Posted by João Camacho at December 11. 2009

 

                  O som articulado, mesmo aquele que usamos para produzir palavras, para falarmos uns com os outros é - como também sabem da doutrina do mantravaikhari. De vaikhari manifestam-se as letras (varna); as sílabas (pada) e as frases (vákya). Nada e bíndu são complementos da última potência da criação. Nada, bíndu e bíja costumam manifestar-se juntos. Destes saem os tribindu ou kámakála, a raiz de todos os mantra. Os tribíndu são o branco (sita), o vermelho (shôna) e o misto (mishra). Os tribindu têm várias correspondências, como a lua, o fogo e o sol; ou a vontade, (icchá), conhecimento (jñana) e acção (kriyá), etc.

                         Ensinam os shástra que shabda tem a natureza das letras (varna) e dos sons (dhvani). Ora vak é falar. Mas tem a dupla significação de ser o falar, mas também o som dos objectos inanimados. Vak tem um significado parecido com o de shabda. Mas vak é mais um efeito do que uma causa. Shabda, tendo a natureza das letras e dos sons, é-lhes prévio.

                        Plotino, filósofo, ensinava que no Universo as coisas movem-se e atraem-se por amor. Os planetas mantém-se em sistemas, com órbitas definidas, mas interligadas, por amor. As pessoas, os homens, as mulheres, aproximam-se e vivem juntos, em família, em grupo, em sociedade, também por amor. Ensinava, Plotino, tal coisa tão bonita. Acontece que quando aprofundamos o estudo do som, o estudo das palavras de poder, o estudo do mantra e do Tantra, descobrimos que na origem dos sons está o desejo cósmico (káma) ou a vontade (iccha). É o desejo ou a vontade, do Um primordial se transmutar em múltiplos de si próprio. E é esse o desejo que anima também, nos planos menos subtis, entre outras coisa, o amor e o desejo sexual. É esse desejo, manifesto através da vibração inicial, que dá origem ao som, ao mantra. Também por isso, muitas tradições tinham e têm, o vishuddha chakra, como o criador por excelência. Desejo e procriação terrestre, humana, são manifestações, limitadas, é certo, do impulso inicial. Também por isso, a sentimento de quase total realização da mulher que se sente grávida e que dá à luz.
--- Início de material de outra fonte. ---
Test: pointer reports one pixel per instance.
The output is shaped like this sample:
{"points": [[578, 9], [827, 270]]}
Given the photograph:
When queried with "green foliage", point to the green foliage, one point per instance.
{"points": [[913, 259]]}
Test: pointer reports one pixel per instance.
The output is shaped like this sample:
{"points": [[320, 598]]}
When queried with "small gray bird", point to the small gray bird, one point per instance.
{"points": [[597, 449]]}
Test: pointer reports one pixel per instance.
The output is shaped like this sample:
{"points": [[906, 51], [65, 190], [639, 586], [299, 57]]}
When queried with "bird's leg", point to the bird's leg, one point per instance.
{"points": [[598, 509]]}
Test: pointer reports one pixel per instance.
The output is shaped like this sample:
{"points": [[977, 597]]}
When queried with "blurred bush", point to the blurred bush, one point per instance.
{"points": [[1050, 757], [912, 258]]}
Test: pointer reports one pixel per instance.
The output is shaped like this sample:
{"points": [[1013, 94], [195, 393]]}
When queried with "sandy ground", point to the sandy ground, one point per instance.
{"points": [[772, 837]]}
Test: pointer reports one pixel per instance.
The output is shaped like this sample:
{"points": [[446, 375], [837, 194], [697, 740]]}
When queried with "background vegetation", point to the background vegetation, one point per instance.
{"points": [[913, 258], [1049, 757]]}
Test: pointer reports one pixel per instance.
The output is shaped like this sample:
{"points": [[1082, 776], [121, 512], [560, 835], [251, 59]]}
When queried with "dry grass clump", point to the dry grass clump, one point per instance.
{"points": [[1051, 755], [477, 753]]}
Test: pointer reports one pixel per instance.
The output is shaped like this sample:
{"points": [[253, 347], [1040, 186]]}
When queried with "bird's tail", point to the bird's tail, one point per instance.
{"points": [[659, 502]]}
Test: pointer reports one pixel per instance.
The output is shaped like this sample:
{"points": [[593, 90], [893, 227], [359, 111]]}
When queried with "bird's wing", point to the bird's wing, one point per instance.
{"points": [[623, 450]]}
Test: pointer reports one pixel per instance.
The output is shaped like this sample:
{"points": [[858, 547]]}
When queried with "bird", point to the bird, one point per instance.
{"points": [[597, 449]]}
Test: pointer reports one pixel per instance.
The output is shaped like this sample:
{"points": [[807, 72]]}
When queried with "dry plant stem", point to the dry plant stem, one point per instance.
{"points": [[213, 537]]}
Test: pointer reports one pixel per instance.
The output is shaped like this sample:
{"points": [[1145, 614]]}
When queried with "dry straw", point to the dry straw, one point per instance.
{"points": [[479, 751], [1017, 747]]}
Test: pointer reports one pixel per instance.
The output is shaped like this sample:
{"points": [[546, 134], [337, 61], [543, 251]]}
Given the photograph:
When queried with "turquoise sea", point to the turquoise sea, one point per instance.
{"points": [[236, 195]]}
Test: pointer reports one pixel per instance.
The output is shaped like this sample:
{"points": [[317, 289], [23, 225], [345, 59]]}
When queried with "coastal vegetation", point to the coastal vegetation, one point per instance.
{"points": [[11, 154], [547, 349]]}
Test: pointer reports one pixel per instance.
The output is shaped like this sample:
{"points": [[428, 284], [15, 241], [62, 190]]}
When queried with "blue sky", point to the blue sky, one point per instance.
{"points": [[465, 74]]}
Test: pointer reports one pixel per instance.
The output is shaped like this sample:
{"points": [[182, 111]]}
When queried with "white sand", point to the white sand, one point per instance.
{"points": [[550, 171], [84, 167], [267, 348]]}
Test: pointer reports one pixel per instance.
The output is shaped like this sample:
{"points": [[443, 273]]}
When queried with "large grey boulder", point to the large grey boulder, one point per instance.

                         Ora, o som do movimenteo inicial, no princípio dos tempos, na aurora da diferenciação, é, como acima já vimos o ÔM. Nos seres humanos a cognição, os objectos e o nome dos objectos, aparecem como três realidades distintas. Mas são tão só três manifestações eficazes do movimento, do impulso inicial.

                         Ora a diferenciação entre as manifestações grosseiras do som e as subtis, a percepção das manifestações mais altas (atindriya) só são percebidas pelos Yôgis desenvolvidos. Os Yôgis vêem, apreendem. O kama-manas do Yôgi apreende os objectos subtis, de modo global, numa experiência de identificação, onde não há nem o sujeito, nem o objecto - nyása[iii]. Ora, a apreensão de uma imagem ou objecto (artha) evocado por uma palavra (shabda) é, verdadeiramente, cognição (pratyaya). Como se vê, aquilo que, ao ser humano comum, surge como três manifestações distintas, é para o Yôgi uma só coisa.

 

João Camacho

Discípulo de Shrí DeRose

 

Sou irmão de dragões e companheiro de corujas.